3. Development of genomic selection, a new wheat breeding technique. Genomic selection is a new statistical approach that allows plant breeders to select the best breeding lines based on genome-wide DNA (molecular) markers. ARS Researchers in Manhattan, KS and Ithaca, NY, in collaboration with Cornell University, showed how next-generation sequencing can be applied to a wheat breeding program to produce robust, yet inexpensive, DNA markers in an approach called “genotyping-by-sequencing” (GBS). GBS is an excellent tool for breeding purposes and DNA markers can be discovered simultaneously with assaying the whole population of interest. GBS markers can also be used to predict the performance of breeding lines for grain yield, heading date, and thousand kernel weight. The low per-sample cost of GBS will enable widespread application of genomic selection in breeding programs. This will lead to increasing the rate of genetic gain and more rapid development of new cultivars.

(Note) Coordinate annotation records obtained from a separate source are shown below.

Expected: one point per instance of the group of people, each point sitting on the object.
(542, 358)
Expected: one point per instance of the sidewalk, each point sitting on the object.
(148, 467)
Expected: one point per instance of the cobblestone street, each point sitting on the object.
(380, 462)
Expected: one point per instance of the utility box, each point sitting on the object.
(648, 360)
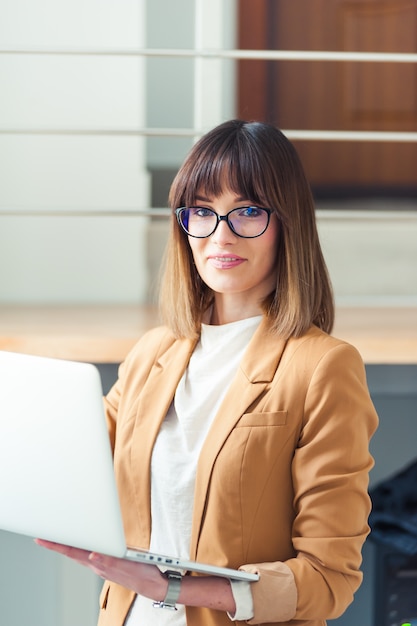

4. Genes for resistance to Fusarium head blight identified in two wheat varieties. Fusarium head blight is a destructive disease of wheat worldwide. Genetic resistance is the main method of controlling this disease. The Chinese wheat landrace Huangfangzhu has a high level of resistance to FHB. The Kansas wheat cultivar Heyne has a moderate level of resistance. ARS researchers in Manhattan, KS identified a total of eight resistance genes in the two varieties. Molecular markers were identified for each gene. These genes and markers can be used for improving resistance to Fusarium head blight in U.S. wheat varieties.
5. Rapid mobilization of lipids may be key to host plant resistance to Hessian fly of wheat. Resistance is the most effective way to control Hessian fly, an important pest of wheat. However, resistance in current wheat cultivars is short-lived, usually lasting for only 6-8 years. To develop more durable resistant wheat varieties, we need a better understanding of the resistance mechanisms at the molecular level. ARS researchers in Manhattan, KS discovered that there was rapid mobilization of membrane lipids in resistant plants following Hessian fly attack. The mobilized membrane lipids were apparently converted into defense-related products such as polyunsaturated free fatty acids, oxylipins, and components of cuticle wax. Our results suggest that rapid mobilization of membrane lipids may constitute an important step in wheat defense against Hessian fly attack. This research provides a foundation for future research on the role of lipids in wheat resistance to Hessian fly.
6. Molecular markers identified for Soil-borne wheat mosaic virus (SBWMV). SBWMV can cause significant yield losses of winter wheat and resistance is a high priority in many breeding programs. However, the disease occurs inconsistently and it is difficult to select for resistance in the field. ARS researchers in Manhattan, KS, in collaboration with Oklahoma State University, used association analysis to identify one major gene for SBWMV resistance on the long arm of chromosome 5D. In addition, a gene on the short arm of chromosome 4D was also associated with disease resistance. Markers linked to the two genes should be useful in marker-assisted selection in U.S. winter wheat.
Zhang, D., Bai, G., Hunger, R., Bockus, W., Yu, J., Carver, B., Brown Guedira, G.L. 2011. Association study of resistance to soil-borne wheat mosaic virus (SBWMV) in U.S. winter wheat. Phytopathology. 101:1322-1329.